Elizabeth Warren’s campaign malaise continues to mystify. However, as election season enters its post-convention phase, underlying reasons for her inertia have begun to emerge. The bad news for Warren is that they’re not easy to correct.
Warren’s candidacy appears spawned from Washington, D.C. – contrived by higher-ups in her party – and she’s done little over the past year to dispel that perception. She has shallow political roots in Massachusetts, having developed her public persona as a consumer technocrat in D.C. and as a special aide to President Obama. True believers in her party have fawned over her with descriptors like “rock star,” but to others – beyond those who wore funny hats and screamed on the convention floor in Charlotte last week – she’s come across as mediocre.

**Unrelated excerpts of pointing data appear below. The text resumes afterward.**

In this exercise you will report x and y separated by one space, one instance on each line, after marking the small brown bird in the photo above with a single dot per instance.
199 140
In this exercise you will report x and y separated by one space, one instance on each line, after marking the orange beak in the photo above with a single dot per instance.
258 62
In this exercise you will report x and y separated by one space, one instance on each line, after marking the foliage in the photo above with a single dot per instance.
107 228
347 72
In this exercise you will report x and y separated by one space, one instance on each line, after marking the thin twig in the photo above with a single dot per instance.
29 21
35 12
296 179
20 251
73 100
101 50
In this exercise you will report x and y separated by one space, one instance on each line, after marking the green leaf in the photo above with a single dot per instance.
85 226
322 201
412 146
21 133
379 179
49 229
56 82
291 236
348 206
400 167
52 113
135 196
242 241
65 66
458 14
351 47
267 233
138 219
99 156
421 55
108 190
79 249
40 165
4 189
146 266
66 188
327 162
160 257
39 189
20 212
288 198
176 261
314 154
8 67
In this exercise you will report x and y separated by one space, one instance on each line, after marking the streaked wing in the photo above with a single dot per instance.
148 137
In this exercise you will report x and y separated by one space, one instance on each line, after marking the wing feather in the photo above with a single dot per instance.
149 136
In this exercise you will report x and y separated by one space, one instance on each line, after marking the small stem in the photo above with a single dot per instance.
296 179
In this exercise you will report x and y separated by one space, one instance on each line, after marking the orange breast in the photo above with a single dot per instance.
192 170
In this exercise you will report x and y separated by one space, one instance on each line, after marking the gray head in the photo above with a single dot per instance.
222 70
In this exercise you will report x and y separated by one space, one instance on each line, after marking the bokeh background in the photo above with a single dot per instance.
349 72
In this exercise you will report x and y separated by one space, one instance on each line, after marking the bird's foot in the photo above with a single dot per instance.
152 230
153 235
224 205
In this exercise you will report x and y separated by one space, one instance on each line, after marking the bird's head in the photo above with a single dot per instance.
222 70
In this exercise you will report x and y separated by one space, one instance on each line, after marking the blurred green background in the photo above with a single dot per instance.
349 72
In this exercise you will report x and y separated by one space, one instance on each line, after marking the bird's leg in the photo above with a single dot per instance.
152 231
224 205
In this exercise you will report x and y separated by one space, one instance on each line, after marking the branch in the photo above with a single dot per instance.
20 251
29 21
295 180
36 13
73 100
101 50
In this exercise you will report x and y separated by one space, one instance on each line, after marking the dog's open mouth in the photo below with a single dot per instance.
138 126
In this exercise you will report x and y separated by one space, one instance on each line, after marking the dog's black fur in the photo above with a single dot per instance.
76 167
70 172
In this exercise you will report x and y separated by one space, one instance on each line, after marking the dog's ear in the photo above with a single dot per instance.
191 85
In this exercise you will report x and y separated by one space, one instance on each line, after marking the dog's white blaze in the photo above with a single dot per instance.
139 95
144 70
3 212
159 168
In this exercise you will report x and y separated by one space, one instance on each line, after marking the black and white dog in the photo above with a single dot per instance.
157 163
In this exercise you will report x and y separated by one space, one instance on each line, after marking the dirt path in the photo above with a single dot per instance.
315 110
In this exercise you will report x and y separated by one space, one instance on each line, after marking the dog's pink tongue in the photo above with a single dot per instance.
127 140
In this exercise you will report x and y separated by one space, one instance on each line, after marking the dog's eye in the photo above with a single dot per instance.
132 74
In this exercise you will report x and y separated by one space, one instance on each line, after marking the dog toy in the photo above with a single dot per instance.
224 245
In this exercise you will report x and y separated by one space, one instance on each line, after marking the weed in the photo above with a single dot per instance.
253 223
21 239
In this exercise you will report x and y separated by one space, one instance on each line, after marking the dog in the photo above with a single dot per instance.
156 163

This is unfortunate for a campaign facing Scott Brown – the ultimate organic grass roots candidate. Brown earned much of his respect among the electorate the hard way, jumping onto the national stage as a consummate underdog.
Elizabeth Warren is trying to fit round-peg national messages into the square-hole of Massachusetts politics.
Brown’s is a tough story to trash, especially among nearly half of the Massachusetts electorate who are Independents. He’s methodically honed his reputation through a relatively bi-partisan voting record and an affable presence throughout the Commonwealth. His most recent example of shrewd decision-making was selecting the week of the Republican National Convention to serve his National Guard duty and ascend to the rank of full colonel – a convenient time to show voters in his home state that he is not bound by a national party agenda. That plays well in Southie.
Warren, in contrast, hasn’t been able to close the perception gap, even though her strategists knew a year ago that this would be her biggest challenge – or did they? If anything, she’s added to it through an awkward, generic strategy where she often tries to fit round-peg national messages into the square-hole of Massachusetts politics.
Most recently, Warren copied the national template of attacking Republicans and accused Brown of being “anti-women.” Given his strong voting record and pro-choice platform, the charge is downright silly. She’d have known that – and might have hesitated when political advisors harangued her to deploy that message based on their national polling and focus groups – if she had thought through the local political terrain. Much of Warren’s anti-Wall Street and protect-the-middle-class rhetoric attacks Mitt Romney and Paul Ryan – but not Brown directly. Brown often draws laughs when he points out that Warren is running against him – not Romney and Ryan. Yet, Warren stubbornly refuses to adapt her message.
The D.C.-centric view of the race was typified recently when Washington Post columnist E.J. Dionne – the quintessential inside-the-Beltway pundit – referred to Brown as “Mr. Personality.” Dionne didn’t realize that he wasn’t effectively disparaging Brown as much as he was dissing the Massachusetts electorate – particularly the Independents – who pride themselves on being able to spot a phony. And they don’t see Brown as that.
The first crack in the conventional narrative is that the race is close, “within the margin of error.” A poll by the Democratic-leaning Public Policy Polling revealed in late August that Brown had opened up a five-point lead. Some insiders believe this figure may be even higher. For its part, the Brown campaign, and the senator himself, radiate confidence – an odd posture if polls indicate closeness within the margin of error. It seems more like a campaign that believes it has set the stage for a classic case of vote-splitting – Obama and Brown – as the senator’s latest television ad implies.
The likelihood of Warren seeing the light didn’t seem promising until this week. On primary day, Warren claimed she wasn’t a politician, and that, “the idea that (she) could calibrate something is just kind of beyond (her) reach.” The Boston Globe reported on Tuesday however, that under extreme pressure from Democratic leaders, she may recalibrate – television ads at least – to try to come across as warm and fuzzy while attacking Brown directly. It’s late in the game, but desperate times in the Warren campaign call for desperate measures. And that’s good news for Brown.